Trumpe v. City of Coral Springs

326 So. 2d 192 (1976)

Margaret TRUMPE, etc., et al., Appellants,
v.
CITY OF CORAL SPRINGS, a Municipal Corporation of the State of Florida, Appellee.

No. 74-840.

District Court of Appeal of Florida, Fourth District.

February 6, 1976.

Henry J. Prominski, of Tucker & Prominski, Pompano Beach, for appellants.

Diane D. Hathaway of Druck, Grimmett, Norman & Weaver, Fort Lauderdale, for appellee.

DOWNEY, Judge.

It appears from appellants' second amended complaint that appellants' decedent, Astrid Kissell, drove her car north on Coral Ridge Drive in the City of Coral Springs during hours of darkness. Coral Ridge Drive dead ends into Wiles Road which runs east and west. There is a deep canal on the north side of Wiles Road running parallel to it. On the evening in question Mrs. Kissell drove her car across the intersection into said canal and drowned. The aforesaid complaint alleged that the intersection in question was a dangerous one requiring the appellee to warn motorists using Coral Ridge Drive that the road ended abruptly and that there was a canal just beyond the terminus of that road. Finally, it alleged that the appellee breached its duty to warn of such dangerous condition.

To the second amended complaint appellee directed a motion for judgment on the pleadings on the ground of governmental immunity. The trial court granted said motion and entered final judgment for appellee, stating that there was no duty existing between appellee and appellants' decedent and that the appellee was protected by governmental immunity. We reverse because we do not think that the trial court's conclusions apply to this case. See Gordon v. City of West Palm Beach, Fla.App., 321 So. 2d 78, opinion filed October 10, 1975, wherein this court recognized that the construction, maintenance, and repair of city streets is a proprietary as opposed to a *193 governmental function and concluded that a municipality's liability for negligence in the exercise of proprietary functions was in no way affected by the Supreme Court's decision in Hargrove v. Town of Cocoa Beach, Fla. 1957, 96 So. 2d 130, or Modlin v. City of Miami Beach, Fla. 1967, 201 So. 2d 70.

In addition, we note that it has long been held that a municipality has a duty to persons using its streets to keep those streets in a reasonably safe condition and to warn persons using its streets of known dangerous conditions. Town of Palm Beach v. Hovey, 115 Fla. 644, 155 So. 808 (1934); City of Hialeah v. Revels, Fla.App. 1960, 123 So. 2d 400. The Revels case involved a factual setting very similar to that described here. The city was held liable in that case for failure to warn motorists of the presence of a canal abutting a T intersection. See also Christenson v. Village of Hibbing, 219 Minn, 141, 16 N.W.2d 881 (1944).

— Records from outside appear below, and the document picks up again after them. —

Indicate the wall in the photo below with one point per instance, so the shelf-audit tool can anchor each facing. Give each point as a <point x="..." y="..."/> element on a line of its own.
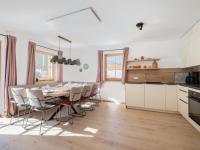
<point x="191" y="46"/>
<point x="168" y="51"/>
<point x="21" y="57"/>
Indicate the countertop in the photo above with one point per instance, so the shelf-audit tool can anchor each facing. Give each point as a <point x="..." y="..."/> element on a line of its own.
<point x="182" y="84"/>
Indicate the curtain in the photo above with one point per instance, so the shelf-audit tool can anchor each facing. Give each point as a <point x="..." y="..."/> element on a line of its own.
<point x="31" y="63"/>
<point x="100" y="67"/>
<point x="60" y="68"/>
<point x="125" y="52"/>
<point x="10" y="71"/>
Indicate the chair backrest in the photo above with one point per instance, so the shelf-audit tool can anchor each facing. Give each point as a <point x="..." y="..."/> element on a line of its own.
<point x="34" y="97"/>
<point x="18" y="95"/>
<point x="75" y="93"/>
<point x="95" y="89"/>
<point x="87" y="89"/>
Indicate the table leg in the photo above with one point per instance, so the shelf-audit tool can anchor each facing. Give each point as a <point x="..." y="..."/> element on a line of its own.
<point x="54" y="114"/>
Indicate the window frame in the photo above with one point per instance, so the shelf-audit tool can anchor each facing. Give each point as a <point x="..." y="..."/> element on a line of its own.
<point x="46" y="80"/>
<point x="105" y="66"/>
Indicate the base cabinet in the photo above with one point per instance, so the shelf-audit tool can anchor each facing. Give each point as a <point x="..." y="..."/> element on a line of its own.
<point x="171" y="98"/>
<point x="135" y="95"/>
<point x="155" y="96"/>
<point x="152" y="96"/>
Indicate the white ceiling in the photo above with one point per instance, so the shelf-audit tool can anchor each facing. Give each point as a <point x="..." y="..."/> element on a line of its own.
<point x="164" y="19"/>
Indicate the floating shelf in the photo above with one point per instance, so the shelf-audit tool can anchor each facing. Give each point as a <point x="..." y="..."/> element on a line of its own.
<point x="142" y="69"/>
<point x="157" y="59"/>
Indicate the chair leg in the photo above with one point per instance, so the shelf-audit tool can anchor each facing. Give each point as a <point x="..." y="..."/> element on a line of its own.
<point x="27" y="118"/>
<point x="42" y="117"/>
<point x="69" y="113"/>
<point x="11" y="120"/>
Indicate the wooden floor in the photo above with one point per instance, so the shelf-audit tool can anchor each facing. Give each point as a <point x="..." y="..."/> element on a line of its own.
<point x="109" y="127"/>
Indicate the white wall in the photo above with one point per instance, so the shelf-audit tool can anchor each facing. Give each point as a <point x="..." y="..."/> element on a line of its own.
<point x="191" y="46"/>
<point x="168" y="51"/>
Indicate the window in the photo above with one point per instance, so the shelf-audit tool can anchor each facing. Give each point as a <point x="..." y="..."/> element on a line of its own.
<point x="45" y="71"/>
<point x="113" y="66"/>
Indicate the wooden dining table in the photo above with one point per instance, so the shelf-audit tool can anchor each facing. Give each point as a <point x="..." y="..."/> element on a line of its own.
<point x="61" y="93"/>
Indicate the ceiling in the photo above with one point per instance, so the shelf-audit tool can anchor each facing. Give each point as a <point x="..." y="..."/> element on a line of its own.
<point x="164" y="20"/>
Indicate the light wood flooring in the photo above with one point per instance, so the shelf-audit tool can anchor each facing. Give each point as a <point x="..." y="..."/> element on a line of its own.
<point x="109" y="127"/>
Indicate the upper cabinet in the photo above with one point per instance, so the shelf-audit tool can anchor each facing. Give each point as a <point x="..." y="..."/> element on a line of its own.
<point x="191" y="47"/>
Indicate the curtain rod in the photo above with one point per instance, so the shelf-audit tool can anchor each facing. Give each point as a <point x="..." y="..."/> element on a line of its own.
<point x="3" y="34"/>
<point x="114" y="49"/>
<point x="47" y="48"/>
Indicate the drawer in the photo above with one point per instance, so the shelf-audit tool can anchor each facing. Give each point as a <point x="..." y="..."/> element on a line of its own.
<point x="183" y="89"/>
<point x="183" y="108"/>
<point x="136" y="78"/>
<point x="183" y="98"/>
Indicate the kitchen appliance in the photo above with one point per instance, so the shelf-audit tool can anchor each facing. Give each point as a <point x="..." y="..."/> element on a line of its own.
<point x="194" y="106"/>
<point x="193" y="78"/>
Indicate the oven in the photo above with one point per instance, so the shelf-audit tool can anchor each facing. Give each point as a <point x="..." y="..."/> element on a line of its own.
<point x="194" y="106"/>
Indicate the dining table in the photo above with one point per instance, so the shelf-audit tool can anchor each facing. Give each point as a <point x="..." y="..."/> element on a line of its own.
<point x="61" y="92"/>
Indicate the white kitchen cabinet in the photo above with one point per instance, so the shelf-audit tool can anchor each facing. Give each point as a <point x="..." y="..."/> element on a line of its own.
<point x="135" y="95"/>
<point x="183" y="108"/>
<point x="171" y="98"/>
<point x="155" y="96"/>
<point x="182" y="94"/>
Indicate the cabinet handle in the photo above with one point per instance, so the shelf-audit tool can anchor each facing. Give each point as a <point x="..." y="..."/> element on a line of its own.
<point x="183" y="101"/>
<point x="183" y="91"/>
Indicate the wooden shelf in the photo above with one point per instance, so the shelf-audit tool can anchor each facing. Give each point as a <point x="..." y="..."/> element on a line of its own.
<point x="142" y="69"/>
<point x="157" y="59"/>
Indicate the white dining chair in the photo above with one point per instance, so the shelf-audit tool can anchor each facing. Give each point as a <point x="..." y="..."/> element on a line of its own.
<point x="21" y="102"/>
<point x="37" y="103"/>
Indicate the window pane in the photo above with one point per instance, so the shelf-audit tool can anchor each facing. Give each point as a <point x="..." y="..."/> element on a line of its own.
<point x="114" y="66"/>
<point x="44" y="69"/>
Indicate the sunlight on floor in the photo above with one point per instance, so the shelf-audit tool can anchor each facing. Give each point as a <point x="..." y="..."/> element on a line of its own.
<point x="114" y="100"/>
<point x="48" y="129"/>
<point x="91" y="130"/>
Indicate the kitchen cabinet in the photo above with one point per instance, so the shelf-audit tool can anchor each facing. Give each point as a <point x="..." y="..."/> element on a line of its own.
<point x="171" y="98"/>
<point x="182" y="94"/>
<point x="135" y="95"/>
<point x="155" y="96"/>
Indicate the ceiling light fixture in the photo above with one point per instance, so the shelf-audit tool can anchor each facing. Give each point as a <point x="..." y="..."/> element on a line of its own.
<point x="75" y="12"/>
<point x="140" y="25"/>
<point x="63" y="60"/>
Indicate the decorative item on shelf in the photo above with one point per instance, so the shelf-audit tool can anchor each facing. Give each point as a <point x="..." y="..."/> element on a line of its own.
<point x="136" y="66"/>
<point x="63" y="60"/>
<point x="155" y="64"/>
<point x="85" y="66"/>
<point x="80" y="70"/>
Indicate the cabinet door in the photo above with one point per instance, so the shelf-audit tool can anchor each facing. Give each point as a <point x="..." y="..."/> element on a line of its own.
<point x="155" y="96"/>
<point x="171" y="97"/>
<point x="135" y="95"/>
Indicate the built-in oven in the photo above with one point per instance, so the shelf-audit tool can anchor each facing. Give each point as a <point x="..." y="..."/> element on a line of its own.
<point x="194" y="106"/>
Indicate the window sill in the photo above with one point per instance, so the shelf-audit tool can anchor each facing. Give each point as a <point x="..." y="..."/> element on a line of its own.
<point x="45" y="81"/>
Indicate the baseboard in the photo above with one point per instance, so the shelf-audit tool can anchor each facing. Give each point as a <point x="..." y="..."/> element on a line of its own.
<point x="154" y="110"/>
<point x="109" y="101"/>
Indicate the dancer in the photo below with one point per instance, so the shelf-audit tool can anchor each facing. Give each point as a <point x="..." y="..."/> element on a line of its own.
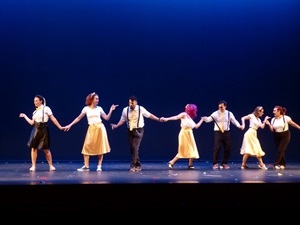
<point x="134" y="115"/>
<point x="251" y="145"/>
<point x="279" y="125"/>
<point x="96" y="141"/>
<point x="187" y="147"/>
<point x="222" y="135"/>
<point x="40" y="135"/>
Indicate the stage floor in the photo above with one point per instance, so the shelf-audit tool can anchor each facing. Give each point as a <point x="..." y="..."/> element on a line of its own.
<point x="116" y="188"/>
<point x="12" y="173"/>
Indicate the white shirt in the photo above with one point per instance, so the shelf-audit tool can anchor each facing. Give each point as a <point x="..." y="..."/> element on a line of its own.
<point x="143" y="113"/>
<point x="93" y="114"/>
<point x="37" y="115"/>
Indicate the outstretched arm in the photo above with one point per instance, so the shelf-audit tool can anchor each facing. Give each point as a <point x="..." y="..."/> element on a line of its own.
<point x="153" y="117"/>
<point x="199" y="123"/>
<point x="177" y="117"/>
<point x="76" y="120"/>
<point x="107" y="116"/>
<point x="23" y="115"/>
<point x="292" y="123"/>
<point x="114" y="126"/>
<point x="54" y="120"/>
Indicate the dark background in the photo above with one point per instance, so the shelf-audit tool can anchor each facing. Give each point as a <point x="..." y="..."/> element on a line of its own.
<point x="167" y="53"/>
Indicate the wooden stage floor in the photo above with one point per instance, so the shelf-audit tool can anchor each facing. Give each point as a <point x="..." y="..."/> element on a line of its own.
<point x="116" y="188"/>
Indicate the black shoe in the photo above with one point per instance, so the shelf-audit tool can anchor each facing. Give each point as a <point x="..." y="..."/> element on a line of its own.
<point x="191" y="167"/>
<point x="132" y="169"/>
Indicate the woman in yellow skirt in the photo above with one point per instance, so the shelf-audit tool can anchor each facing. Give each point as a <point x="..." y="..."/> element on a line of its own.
<point x="96" y="141"/>
<point x="187" y="147"/>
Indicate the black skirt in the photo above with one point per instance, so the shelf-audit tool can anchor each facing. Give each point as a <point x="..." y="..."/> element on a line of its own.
<point x="39" y="137"/>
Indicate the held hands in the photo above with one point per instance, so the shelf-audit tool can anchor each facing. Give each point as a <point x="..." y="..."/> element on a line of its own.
<point x="113" y="107"/>
<point x="113" y="126"/>
<point x="266" y="119"/>
<point x="162" y="119"/>
<point x="66" y="128"/>
<point x="22" y="115"/>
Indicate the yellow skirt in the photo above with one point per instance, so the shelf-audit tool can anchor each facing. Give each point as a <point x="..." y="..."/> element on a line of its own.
<point x="96" y="141"/>
<point x="187" y="147"/>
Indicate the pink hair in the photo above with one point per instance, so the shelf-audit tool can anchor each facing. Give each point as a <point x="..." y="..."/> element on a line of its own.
<point x="191" y="110"/>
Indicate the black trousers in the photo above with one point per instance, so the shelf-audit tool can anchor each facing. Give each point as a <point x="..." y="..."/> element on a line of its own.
<point x="135" y="138"/>
<point x="282" y="140"/>
<point x="222" y="140"/>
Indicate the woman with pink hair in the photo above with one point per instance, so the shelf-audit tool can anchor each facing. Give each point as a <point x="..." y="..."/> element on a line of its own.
<point x="187" y="147"/>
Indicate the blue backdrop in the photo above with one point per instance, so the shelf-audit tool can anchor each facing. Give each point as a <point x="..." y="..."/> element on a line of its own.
<point x="167" y="53"/>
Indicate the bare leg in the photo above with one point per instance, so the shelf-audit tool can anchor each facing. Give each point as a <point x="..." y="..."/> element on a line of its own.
<point x="191" y="162"/>
<point x="173" y="161"/>
<point x="49" y="158"/>
<point x="100" y="159"/>
<point x="260" y="162"/>
<point x="245" y="158"/>
<point x="34" y="155"/>
<point x="86" y="161"/>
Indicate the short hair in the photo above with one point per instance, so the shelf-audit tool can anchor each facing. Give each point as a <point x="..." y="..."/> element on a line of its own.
<point x="89" y="99"/>
<point x="223" y="102"/>
<point x="257" y="110"/>
<point x="41" y="98"/>
<point x="281" y="109"/>
<point x="133" y="98"/>
<point x="191" y="110"/>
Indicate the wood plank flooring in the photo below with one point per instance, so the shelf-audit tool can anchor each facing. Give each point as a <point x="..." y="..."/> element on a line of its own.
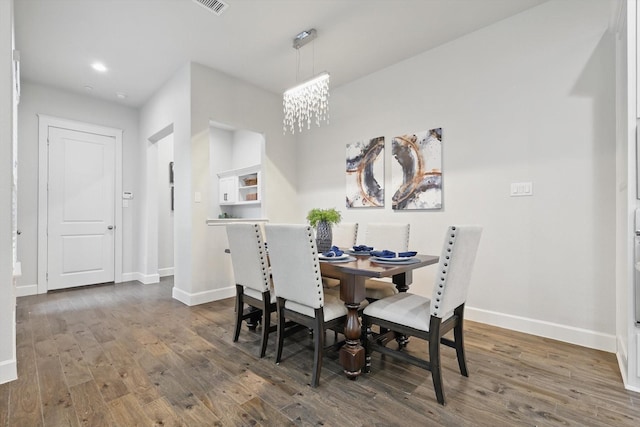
<point x="130" y="355"/>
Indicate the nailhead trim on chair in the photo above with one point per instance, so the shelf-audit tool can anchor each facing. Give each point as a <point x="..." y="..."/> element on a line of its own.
<point x="316" y="265"/>
<point x="435" y="308"/>
<point x="265" y="268"/>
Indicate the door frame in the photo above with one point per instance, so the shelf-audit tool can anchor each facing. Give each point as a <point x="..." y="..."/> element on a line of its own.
<point x="44" y="123"/>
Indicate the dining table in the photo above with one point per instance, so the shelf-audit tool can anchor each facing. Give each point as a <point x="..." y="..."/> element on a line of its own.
<point x="352" y="273"/>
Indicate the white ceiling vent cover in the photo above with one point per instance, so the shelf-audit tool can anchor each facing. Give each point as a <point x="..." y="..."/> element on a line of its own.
<point x="215" y="6"/>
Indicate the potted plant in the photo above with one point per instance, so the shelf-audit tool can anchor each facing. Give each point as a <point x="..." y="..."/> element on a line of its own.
<point x="322" y="220"/>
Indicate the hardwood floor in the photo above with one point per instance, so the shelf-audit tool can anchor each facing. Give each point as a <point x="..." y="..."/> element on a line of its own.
<point x="128" y="354"/>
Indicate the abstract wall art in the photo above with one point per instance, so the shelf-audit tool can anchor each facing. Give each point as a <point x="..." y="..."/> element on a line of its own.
<point x="416" y="173"/>
<point x="365" y="173"/>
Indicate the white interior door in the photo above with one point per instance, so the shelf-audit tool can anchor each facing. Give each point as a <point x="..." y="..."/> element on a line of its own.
<point x="81" y="208"/>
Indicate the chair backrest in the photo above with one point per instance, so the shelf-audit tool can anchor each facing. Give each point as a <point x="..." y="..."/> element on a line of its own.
<point x="454" y="269"/>
<point x="394" y="237"/>
<point x="248" y="255"/>
<point x="295" y="267"/>
<point x="345" y="234"/>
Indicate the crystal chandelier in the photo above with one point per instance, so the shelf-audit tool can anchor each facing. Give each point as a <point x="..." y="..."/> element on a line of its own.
<point x="309" y="100"/>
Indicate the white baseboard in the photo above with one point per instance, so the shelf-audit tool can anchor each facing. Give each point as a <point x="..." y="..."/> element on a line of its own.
<point x="26" y="290"/>
<point x="8" y="371"/>
<point x="569" y="334"/>
<point x="203" y="297"/>
<point x="164" y="272"/>
<point x="145" y="279"/>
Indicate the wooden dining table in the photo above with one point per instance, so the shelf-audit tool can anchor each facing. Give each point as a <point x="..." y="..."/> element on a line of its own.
<point x="352" y="276"/>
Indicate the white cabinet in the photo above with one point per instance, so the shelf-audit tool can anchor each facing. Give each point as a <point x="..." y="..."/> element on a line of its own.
<point x="240" y="186"/>
<point x="227" y="194"/>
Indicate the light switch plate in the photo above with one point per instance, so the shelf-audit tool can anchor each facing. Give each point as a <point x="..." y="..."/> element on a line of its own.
<point x="521" y="189"/>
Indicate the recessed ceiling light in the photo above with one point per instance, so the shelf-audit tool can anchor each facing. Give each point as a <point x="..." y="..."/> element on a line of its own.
<point x="99" y="67"/>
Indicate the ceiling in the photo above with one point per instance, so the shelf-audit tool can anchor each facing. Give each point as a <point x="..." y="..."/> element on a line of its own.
<point x="144" y="42"/>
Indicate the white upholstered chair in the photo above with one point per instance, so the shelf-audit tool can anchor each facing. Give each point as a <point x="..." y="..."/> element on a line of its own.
<point x="251" y="272"/>
<point x="298" y="287"/>
<point x="430" y="319"/>
<point x="345" y="234"/>
<point x="394" y="237"/>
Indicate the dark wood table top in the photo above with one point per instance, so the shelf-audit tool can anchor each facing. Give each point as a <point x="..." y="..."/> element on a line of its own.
<point x="365" y="266"/>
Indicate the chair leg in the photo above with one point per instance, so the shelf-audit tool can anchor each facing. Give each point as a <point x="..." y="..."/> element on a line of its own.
<point x="434" y="359"/>
<point x="459" y="341"/>
<point x="239" y="311"/>
<point x="280" y="329"/>
<point x="318" y="344"/>
<point x="266" y="324"/>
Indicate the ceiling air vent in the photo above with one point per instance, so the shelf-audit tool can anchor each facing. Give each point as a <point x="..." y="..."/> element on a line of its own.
<point x="215" y="6"/>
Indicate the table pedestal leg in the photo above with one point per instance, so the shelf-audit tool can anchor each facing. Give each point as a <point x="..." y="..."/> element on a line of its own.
<point x="352" y="353"/>
<point x="402" y="282"/>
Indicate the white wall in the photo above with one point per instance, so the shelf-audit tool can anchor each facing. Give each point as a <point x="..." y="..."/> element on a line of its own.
<point x="247" y="149"/>
<point x="168" y="108"/>
<point x="165" y="214"/>
<point x="530" y="98"/>
<point x="220" y="155"/>
<point x="38" y="99"/>
<point x="219" y="98"/>
<point x="8" y="367"/>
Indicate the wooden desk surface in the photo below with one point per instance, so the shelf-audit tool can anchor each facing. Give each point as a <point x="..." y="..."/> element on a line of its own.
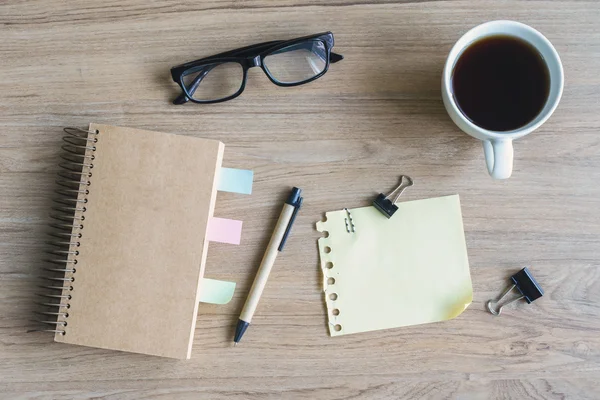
<point x="342" y="138"/>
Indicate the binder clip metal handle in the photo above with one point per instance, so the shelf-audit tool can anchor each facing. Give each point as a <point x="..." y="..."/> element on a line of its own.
<point x="388" y="207"/>
<point x="525" y="283"/>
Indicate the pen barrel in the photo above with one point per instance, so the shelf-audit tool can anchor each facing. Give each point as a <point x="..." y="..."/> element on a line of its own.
<point x="266" y="264"/>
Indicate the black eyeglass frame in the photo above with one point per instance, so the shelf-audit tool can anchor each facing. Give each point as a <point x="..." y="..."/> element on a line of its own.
<point x="249" y="57"/>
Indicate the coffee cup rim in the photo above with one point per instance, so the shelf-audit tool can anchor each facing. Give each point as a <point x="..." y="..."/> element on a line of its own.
<point x="504" y="28"/>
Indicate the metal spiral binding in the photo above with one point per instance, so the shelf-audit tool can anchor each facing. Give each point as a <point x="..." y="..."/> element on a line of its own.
<point x="68" y="215"/>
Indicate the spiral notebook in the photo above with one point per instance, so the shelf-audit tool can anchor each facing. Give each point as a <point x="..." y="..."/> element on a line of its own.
<point x="133" y="234"/>
<point x="381" y="273"/>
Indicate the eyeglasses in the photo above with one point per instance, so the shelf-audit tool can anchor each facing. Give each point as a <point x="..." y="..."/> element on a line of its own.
<point x="223" y="76"/>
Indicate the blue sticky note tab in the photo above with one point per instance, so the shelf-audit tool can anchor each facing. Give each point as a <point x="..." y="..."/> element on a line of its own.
<point x="236" y="180"/>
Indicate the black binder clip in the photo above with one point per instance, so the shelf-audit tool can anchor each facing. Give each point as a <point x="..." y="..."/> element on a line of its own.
<point x="383" y="202"/>
<point x="525" y="283"/>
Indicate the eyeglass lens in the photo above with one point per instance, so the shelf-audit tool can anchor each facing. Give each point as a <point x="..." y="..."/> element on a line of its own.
<point x="298" y="62"/>
<point x="214" y="81"/>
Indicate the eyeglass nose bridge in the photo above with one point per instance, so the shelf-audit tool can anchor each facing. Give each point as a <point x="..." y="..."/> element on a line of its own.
<point x="254" y="62"/>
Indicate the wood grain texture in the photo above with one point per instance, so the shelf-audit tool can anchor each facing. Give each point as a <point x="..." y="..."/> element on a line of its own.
<point x="342" y="139"/>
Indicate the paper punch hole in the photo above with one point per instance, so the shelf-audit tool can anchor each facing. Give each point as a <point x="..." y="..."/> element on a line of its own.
<point x="525" y="284"/>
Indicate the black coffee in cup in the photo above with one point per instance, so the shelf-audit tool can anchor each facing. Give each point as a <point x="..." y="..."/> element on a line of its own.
<point x="500" y="83"/>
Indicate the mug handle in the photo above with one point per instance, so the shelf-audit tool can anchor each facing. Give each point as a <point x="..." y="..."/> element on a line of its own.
<point x="498" y="157"/>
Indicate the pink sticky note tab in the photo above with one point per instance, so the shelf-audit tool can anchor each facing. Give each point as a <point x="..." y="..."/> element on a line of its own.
<point x="224" y="230"/>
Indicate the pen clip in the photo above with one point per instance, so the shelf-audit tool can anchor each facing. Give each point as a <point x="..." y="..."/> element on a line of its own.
<point x="289" y="227"/>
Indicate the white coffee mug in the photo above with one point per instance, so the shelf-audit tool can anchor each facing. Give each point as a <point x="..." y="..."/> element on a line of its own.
<point x="497" y="146"/>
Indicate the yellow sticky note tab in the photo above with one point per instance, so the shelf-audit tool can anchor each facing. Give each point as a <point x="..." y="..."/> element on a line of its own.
<point x="407" y="270"/>
<point x="216" y="292"/>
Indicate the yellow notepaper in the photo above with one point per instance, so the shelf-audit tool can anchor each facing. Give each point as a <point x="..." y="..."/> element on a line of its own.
<point x="407" y="270"/>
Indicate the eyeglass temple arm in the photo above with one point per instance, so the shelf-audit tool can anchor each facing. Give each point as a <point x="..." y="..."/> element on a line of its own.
<point x="335" y="57"/>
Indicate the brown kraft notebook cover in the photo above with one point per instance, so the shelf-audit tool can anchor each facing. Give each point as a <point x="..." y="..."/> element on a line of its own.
<point x="143" y="242"/>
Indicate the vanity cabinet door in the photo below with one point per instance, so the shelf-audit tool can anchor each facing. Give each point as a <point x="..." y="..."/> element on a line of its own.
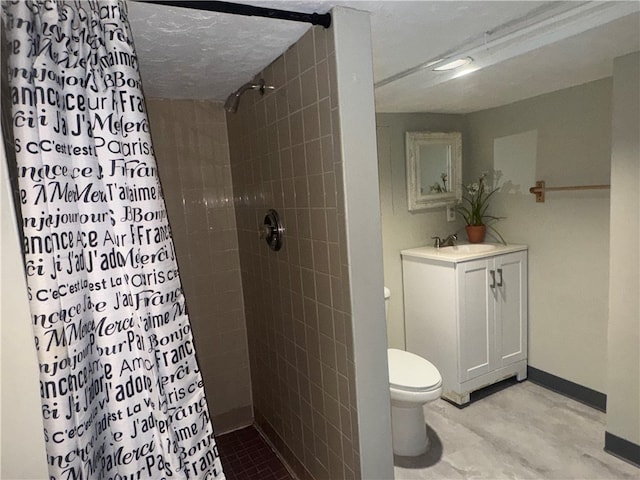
<point x="511" y="307"/>
<point x="475" y="319"/>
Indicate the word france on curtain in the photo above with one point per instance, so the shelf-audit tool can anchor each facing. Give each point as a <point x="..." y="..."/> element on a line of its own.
<point x="122" y="393"/>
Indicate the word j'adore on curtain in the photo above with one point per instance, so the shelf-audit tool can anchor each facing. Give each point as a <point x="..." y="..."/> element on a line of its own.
<point x="122" y="394"/>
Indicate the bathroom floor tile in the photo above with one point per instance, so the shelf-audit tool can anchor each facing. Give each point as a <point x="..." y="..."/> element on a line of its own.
<point x="524" y="432"/>
<point x="246" y="456"/>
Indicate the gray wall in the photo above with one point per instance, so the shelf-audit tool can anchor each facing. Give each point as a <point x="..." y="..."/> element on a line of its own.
<point x="623" y="388"/>
<point x="568" y="235"/>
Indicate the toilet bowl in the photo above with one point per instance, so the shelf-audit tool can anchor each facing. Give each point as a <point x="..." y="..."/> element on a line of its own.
<point x="413" y="382"/>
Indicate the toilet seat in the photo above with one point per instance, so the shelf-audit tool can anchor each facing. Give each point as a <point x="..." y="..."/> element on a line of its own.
<point x="412" y="373"/>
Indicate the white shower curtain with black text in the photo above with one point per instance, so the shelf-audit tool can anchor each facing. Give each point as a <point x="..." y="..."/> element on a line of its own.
<point x="122" y="394"/>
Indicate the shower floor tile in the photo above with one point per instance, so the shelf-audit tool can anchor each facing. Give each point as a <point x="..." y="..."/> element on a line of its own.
<point x="246" y="456"/>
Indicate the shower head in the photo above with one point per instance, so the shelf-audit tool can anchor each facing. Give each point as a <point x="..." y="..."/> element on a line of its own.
<point x="233" y="100"/>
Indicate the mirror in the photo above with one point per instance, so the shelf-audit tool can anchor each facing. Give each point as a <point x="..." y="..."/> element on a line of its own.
<point x="434" y="169"/>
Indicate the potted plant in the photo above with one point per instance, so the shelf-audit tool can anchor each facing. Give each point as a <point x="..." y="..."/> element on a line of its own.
<point x="473" y="209"/>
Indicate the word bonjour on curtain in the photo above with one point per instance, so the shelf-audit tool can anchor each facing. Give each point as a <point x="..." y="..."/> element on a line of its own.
<point x="122" y="393"/>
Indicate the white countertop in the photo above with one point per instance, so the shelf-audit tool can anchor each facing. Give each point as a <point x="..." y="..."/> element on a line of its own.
<point x="462" y="252"/>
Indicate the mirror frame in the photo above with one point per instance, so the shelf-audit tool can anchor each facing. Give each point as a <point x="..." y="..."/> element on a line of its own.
<point x="417" y="200"/>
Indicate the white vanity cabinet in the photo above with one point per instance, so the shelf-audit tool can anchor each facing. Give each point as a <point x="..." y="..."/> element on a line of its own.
<point x="466" y="312"/>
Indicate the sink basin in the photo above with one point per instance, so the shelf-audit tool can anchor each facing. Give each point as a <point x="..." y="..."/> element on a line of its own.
<point x="469" y="248"/>
<point x="460" y="253"/>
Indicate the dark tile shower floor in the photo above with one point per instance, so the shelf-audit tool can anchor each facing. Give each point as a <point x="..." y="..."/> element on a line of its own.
<point x="246" y="456"/>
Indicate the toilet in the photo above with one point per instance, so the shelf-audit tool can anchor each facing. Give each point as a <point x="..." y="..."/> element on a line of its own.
<point x="413" y="382"/>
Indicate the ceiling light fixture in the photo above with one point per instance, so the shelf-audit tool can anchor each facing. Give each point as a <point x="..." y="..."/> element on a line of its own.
<point x="453" y="64"/>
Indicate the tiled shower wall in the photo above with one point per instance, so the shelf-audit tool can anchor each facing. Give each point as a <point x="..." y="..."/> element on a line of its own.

Since a voluntary dismissal was taken as to the defendant Sunshine Drainage District, Count II is no longer a part of the second amended complaint. However, said count contains allegations of ultimate fact which should be contained in Count I to state a good cause of action against the city. Accordingly, we feel the justice of the cause requires that on remand appellants be given a further opportunity to amend their complaint. Baird v. Continental Insurance Company, Fla.App. 1970, 237 So. 2d 206.

Reversed and remanded.

WALDEN, C.J., and SILVERTOOTH, LYNN N., Associate Judge, concur.